Cameron was back as the Master of the House thanking three or four Labour Members for their suggestions, commending opponents, smiling, taking things seriously, not rising to the bait.

Doe-eyed Ed stood up, a little saddened by the prolonged Tory cheers, not angry but disappointed. His plan for a responsible House of Commons has gone the same way as a responsible capitalism – and for the same reason.
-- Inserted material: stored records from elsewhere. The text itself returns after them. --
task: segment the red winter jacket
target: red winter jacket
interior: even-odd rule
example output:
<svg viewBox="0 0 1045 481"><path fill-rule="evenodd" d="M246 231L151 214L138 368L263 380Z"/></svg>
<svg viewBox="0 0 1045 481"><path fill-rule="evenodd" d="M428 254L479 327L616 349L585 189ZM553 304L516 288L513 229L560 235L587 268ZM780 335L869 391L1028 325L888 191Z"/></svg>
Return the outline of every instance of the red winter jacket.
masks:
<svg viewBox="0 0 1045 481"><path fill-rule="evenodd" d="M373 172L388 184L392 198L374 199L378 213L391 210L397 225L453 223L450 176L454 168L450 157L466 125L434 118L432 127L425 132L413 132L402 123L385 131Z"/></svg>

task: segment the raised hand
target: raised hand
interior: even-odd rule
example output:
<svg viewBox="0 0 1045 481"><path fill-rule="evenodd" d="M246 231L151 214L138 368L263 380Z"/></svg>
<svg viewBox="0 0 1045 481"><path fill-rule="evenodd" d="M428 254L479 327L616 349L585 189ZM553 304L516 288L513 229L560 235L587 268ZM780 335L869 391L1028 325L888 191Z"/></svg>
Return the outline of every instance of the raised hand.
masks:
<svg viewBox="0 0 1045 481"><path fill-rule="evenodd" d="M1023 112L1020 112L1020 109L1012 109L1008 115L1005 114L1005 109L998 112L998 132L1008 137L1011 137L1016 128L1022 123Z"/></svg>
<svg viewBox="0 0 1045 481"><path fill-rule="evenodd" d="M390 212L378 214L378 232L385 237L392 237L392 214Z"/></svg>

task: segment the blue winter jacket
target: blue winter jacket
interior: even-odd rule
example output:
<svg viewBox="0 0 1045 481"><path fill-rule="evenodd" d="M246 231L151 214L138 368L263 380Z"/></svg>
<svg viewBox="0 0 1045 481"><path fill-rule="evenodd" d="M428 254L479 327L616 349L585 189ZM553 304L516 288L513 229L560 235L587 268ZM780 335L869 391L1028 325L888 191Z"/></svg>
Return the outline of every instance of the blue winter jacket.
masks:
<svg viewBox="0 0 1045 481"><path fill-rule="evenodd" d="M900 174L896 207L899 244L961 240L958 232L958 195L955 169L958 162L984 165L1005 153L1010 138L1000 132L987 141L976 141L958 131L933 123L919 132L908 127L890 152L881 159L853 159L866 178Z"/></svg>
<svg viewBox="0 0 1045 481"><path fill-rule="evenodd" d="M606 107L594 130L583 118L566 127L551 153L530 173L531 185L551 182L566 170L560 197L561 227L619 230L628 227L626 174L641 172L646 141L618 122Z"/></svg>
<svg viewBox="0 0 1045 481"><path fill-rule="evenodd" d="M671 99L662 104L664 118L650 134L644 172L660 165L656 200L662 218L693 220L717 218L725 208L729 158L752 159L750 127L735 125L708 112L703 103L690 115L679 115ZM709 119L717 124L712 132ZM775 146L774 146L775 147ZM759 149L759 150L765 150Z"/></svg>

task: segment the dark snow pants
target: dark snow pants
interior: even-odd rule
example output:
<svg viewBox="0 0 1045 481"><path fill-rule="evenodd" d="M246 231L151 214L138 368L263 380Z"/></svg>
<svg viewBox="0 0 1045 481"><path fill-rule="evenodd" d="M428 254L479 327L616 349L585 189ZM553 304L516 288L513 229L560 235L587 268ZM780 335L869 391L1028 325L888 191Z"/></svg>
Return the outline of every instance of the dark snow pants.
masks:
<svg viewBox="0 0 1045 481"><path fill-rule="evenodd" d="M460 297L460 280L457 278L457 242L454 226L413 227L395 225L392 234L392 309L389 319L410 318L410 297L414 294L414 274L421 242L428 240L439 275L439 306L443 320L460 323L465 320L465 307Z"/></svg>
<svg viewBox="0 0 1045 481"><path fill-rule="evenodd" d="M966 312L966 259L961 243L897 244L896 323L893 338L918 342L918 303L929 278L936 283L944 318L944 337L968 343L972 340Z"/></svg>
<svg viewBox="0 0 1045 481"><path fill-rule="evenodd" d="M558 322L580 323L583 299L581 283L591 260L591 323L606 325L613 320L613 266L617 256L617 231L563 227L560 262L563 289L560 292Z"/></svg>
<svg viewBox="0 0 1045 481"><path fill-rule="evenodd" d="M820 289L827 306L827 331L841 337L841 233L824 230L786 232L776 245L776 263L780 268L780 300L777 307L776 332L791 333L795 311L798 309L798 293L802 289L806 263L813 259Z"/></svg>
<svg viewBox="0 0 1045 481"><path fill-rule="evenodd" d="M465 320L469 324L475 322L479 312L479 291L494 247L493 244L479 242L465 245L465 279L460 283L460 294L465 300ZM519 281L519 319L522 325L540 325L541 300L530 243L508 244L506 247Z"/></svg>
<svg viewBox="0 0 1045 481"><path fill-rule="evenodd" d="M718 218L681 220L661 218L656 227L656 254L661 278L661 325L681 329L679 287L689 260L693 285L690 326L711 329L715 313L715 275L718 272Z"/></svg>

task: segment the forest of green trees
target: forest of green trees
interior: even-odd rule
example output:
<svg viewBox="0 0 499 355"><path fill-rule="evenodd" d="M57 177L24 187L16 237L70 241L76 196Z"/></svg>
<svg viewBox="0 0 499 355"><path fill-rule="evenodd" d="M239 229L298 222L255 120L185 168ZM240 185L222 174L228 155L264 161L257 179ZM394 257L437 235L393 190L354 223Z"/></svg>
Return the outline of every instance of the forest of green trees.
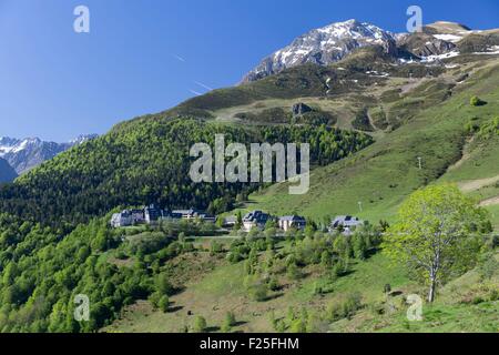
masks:
<svg viewBox="0 0 499 355"><path fill-rule="evenodd" d="M45 162L0 187L0 332L93 332L110 324L125 305L144 298L167 310L175 290L162 266L180 253L193 252L185 235L206 231L162 226L154 237L124 243L120 231L109 226L110 212L152 202L214 213L231 209L237 195L258 184L194 184L189 176L190 146L213 146L217 133L225 134L226 143L309 143L315 164L328 164L373 143L369 135L326 125L236 128L151 119ZM254 246L247 245L249 253L237 257L251 261ZM109 262L108 251L133 260L133 265L116 266ZM296 260L301 262L305 261ZM92 300L90 322L74 321L78 294Z"/></svg>

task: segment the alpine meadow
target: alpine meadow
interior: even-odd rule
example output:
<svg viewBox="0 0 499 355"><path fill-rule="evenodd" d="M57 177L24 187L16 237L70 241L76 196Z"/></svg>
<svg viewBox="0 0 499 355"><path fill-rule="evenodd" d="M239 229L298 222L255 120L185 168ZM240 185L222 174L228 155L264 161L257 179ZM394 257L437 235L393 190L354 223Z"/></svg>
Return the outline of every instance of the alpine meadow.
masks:
<svg viewBox="0 0 499 355"><path fill-rule="evenodd" d="M319 26L104 134L3 138L0 332L499 333L499 29ZM272 179L194 181L198 143L213 172Z"/></svg>

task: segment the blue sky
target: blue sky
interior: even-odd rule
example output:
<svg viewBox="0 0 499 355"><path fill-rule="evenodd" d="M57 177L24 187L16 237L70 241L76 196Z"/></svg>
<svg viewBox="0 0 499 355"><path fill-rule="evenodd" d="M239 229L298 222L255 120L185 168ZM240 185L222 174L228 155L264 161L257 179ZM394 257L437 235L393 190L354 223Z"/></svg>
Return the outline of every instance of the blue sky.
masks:
<svg viewBox="0 0 499 355"><path fill-rule="evenodd" d="M91 32L73 31L84 4ZM499 28L499 1L0 0L0 136L67 141L236 83L295 37L356 18Z"/></svg>

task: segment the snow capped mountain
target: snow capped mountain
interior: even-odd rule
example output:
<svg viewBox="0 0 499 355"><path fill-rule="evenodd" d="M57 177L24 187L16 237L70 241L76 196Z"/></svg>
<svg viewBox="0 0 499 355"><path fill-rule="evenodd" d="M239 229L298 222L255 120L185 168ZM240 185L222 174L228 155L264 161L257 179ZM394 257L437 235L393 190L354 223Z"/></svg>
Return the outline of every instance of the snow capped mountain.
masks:
<svg viewBox="0 0 499 355"><path fill-rule="evenodd" d="M485 41L487 47L482 52L490 53L499 45L499 36L495 34L496 32L472 31L458 23L440 21L425 26L421 32L391 33L368 22L348 20L312 30L296 38L289 45L265 58L244 77L243 82L259 80L305 63L327 65L344 59L358 48L369 45L383 47L385 53L394 59L401 59L399 63L407 60L438 63L450 52L459 54L456 49L470 37L483 34L478 42ZM477 39L473 40L476 41ZM468 47L476 48L473 44Z"/></svg>
<svg viewBox="0 0 499 355"><path fill-rule="evenodd" d="M69 144L72 145L79 145L82 144L84 142L94 140L99 136L99 134L80 134L79 136L77 136L75 139L69 141Z"/></svg>
<svg viewBox="0 0 499 355"><path fill-rule="evenodd" d="M96 134L80 135L68 143L45 142L39 138L19 140L2 136L0 138L0 158L4 159L18 174L22 174L45 160L96 136Z"/></svg>
<svg viewBox="0 0 499 355"><path fill-rule="evenodd" d="M13 181L18 174L9 163L0 158L0 183Z"/></svg>
<svg viewBox="0 0 499 355"><path fill-rule="evenodd" d="M396 36L357 20L333 23L298 37L289 45L265 58L243 81L258 80L305 63L327 65L356 48L375 44L391 53L396 50Z"/></svg>

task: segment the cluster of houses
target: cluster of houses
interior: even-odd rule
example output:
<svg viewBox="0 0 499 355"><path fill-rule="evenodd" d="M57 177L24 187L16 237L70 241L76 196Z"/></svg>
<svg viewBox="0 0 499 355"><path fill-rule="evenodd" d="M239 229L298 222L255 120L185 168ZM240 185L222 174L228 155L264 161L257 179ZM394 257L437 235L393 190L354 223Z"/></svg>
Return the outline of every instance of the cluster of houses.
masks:
<svg viewBox="0 0 499 355"><path fill-rule="evenodd" d="M195 209L167 211L152 204L142 209L124 210L120 213L114 213L111 217L111 226L116 229L173 220L201 220L212 223L216 221L215 216L204 211Z"/></svg>
<svg viewBox="0 0 499 355"><path fill-rule="evenodd" d="M263 230L268 220L272 220L273 216L263 212L263 211L252 211L244 215L243 217L243 231L249 232L253 229ZM303 231L307 225L307 221L305 217L299 215L285 215L276 219L278 227L284 232L288 230ZM227 217L225 219L226 226L233 226L236 224L236 217ZM354 229L359 225L363 225L364 221L358 217L352 215L340 215L335 217L330 225L329 231L339 230L346 234L350 233Z"/></svg>
<svg viewBox="0 0 499 355"><path fill-rule="evenodd" d="M113 214L111 217L111 226L124 227L174 220L196 220L215 223L216 216L195 209L167 211L152 204L142 209L124 210L120 213ZM242 229L245 232L249 232L253 229L264 230L269 220L276 221L278 227L284 232L292 229L303 231L307 225L306 219L299 215L285 215L276 219L263 211L252 211L244 215ZM235 216L230 216L224 219L223 225L225 227L233 227L236 223L237 219ZM364 224L364 221L360 221L358 217L340 215L332 221L329 231L339 230L344 233L349 233L352 230L361 224Z"/></svg>

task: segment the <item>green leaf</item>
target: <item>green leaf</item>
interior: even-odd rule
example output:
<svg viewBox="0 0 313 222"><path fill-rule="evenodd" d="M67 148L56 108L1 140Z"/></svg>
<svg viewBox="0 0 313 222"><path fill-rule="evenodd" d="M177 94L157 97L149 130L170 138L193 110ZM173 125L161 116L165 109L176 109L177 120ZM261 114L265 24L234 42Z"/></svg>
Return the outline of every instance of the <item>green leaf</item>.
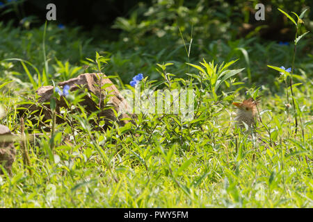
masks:
<svg viewBox="0 0 313 222"><path fill-rule="evenodd" d="M4 87L4 86L5 86L6 85L9 84L10 83L12 83L13 81L13 80L12 80L12 81L8 81L8 82L4 83L3 84L0 85L0 89Z"/></svg>
<svg viewBox="0 0 313 222"><path fill-rule="evenodd" d="M284 70L282 69L280 69L280 67L274 67L274 66L272 66L272 65L267 65L267 67L271 68L271 69L279 71L280 72L282 72L282 73L285 74L287 76L290 75L290 74L288 71L286 71L285 70Z"/></svg>
<svg viewBox="0 0 313 222"><path fill-rule="evenodd" d="M37 87L37 83L35 82L35 80L33 80L33 76L31 76L31 73L29 72L29 69L27 68L27 67L25 65L25 63L24 63L23 61L20 61L22 63L22 65L23 66L24 70L25 70L27 76L29 76L29 80L31 81L31 84L33 85L33 87L35 89Z"/></svg>
<svg viewBox="0 0 313 222"><path fill-rule="evenodd" d="M195 69L200 70L202 73L203 74L206 74L204 69L203 69L200 66L196 65L193 65L191 63L186 63L187 65L192 66L193 67L195 67Z"/></svg>
<svg viewBox="0 0 313 222"><path fill-rule="evenodd" d="M236 74L241 72L243 69L245 69L245 68L240 69L228 70L228 71L225 71L225 74L222 73L222 74L220 74L220 76L218 76L218 78L220 78L220 76L223 76L222 79L221 80L218 80L216 81L216 84L215 85L215 92L216 92L216 91L220 87L220 85L223 83L224 83L227 79L228 79L230 77L232 77L232 76L236 75Z"/></svg>
<svg viewBox="0 0 313 222"><path fill-rule="evenodd" d="M50 109L51 110L55 110L56 107L56 100L51 97L50 99Z"/></svg>
<svg viewBox="0 0 313 222"><path fill-rule="evenodd" d="M296 21L294 21L294 19L292 17L291 17L290 15L289 15L287 13L286 13L285 12L284 12L282 10L281 10L281 9L280 9L280 8L278 8L278 10L279 10L282 13L283 13L284 15L286 15L288 19L289 19L292 22L294 22L294 24L296 25L296 26L297 26L297 24L296 24Z"/></svg>
<svg viewBox="0 0 313 222"><path fill-rule="evenodd" d="M190 164L195 160L195 157L193 157L191 158L190 158L189 160L187 160L186 161L185 161L182 166L180 166L180 167L177 169L177 171L175 172L175 176L177 176L178 175L179 175L186 168L187 168Z"/></svg>
<svg viewBox="0 0 313 222"><path fill-rule="evenodd" d="M297 44L298 42L299 42L299 40L304 37L305 35L307 35L308 33L310 33L309 31L306 32L305 33L302 34L301 35L300 35L298 37L296 38L296 40L294 40L294 43L296 44Z"/></svg>
<svg viewBox="0 0 313 222"><path fill-rule="evenodd" d="M301 15L300 15L300 16L299 16L299 18L300 18L300 19L302 19L302 18L303 17L305 13L307 12L307 10L308 9L309 9L309 8L305 8L305 10L304 10L303 12L301 12Z"/></svg>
You can’t suppress the animal spirits of the people (and nor should you try, according to Keynes).

He said RBS was paying bonuses of 100 per cent of salary and that it was all wrong, wrong, wrong what with the cost of living crisis.

Cameron gave a complete parliamentary answer saying that overall pay at the bank has not and would not rise.

However incomplete the answer might have been outside the chamber, inside it Labour was crushed. “He rises with all the moral authority of Reverend Flowers,” was one of Cameron’s laughing jibes.

The cost of living crisis featured very lightly, now that inflation is down and real wages are rising. Too far too fast wasn’t mentioned at all, except by Cameron. And Ed Balls’ contribution was limited to very small head shaking. It was a complete rout.

“What’s the point of Plan B when Plan A is working so well?” Angie Bray asked to great shouts. And as for Andrew Bridgen, he at last scored in the House quoting Miliband’s admiration of Hollande. “What Hollande is doing in France,” (chortling) “I want to do in Britain!”

That created a variety of mental images, none to Ed Miliband’s credit, and one or two of the images needed wiping immediately.

What a pair of poppets. They’re supposed to be such thoughtful, clever, canny, highly-educated, well qualified strategists.

They lived through boom and lived through bust, and there on the point of great change, at the crux of the opportunity they made the wrong calls on everything.

And where they may have had a point their policies were of the playground.

PS: Speaker-pathologists will note that his handling of the House has changed very markedly. His manner is crisp and professional, he is calling his old enemies, he is even-handed.

Compared with the malevolent, partisan, narcissistic pre-Christmas Bercow, this Bercow is almost respectable. The lesson? When you are being persecuted by a nasty little bully, bully him back. Bercow has shown us the truth: bullying works.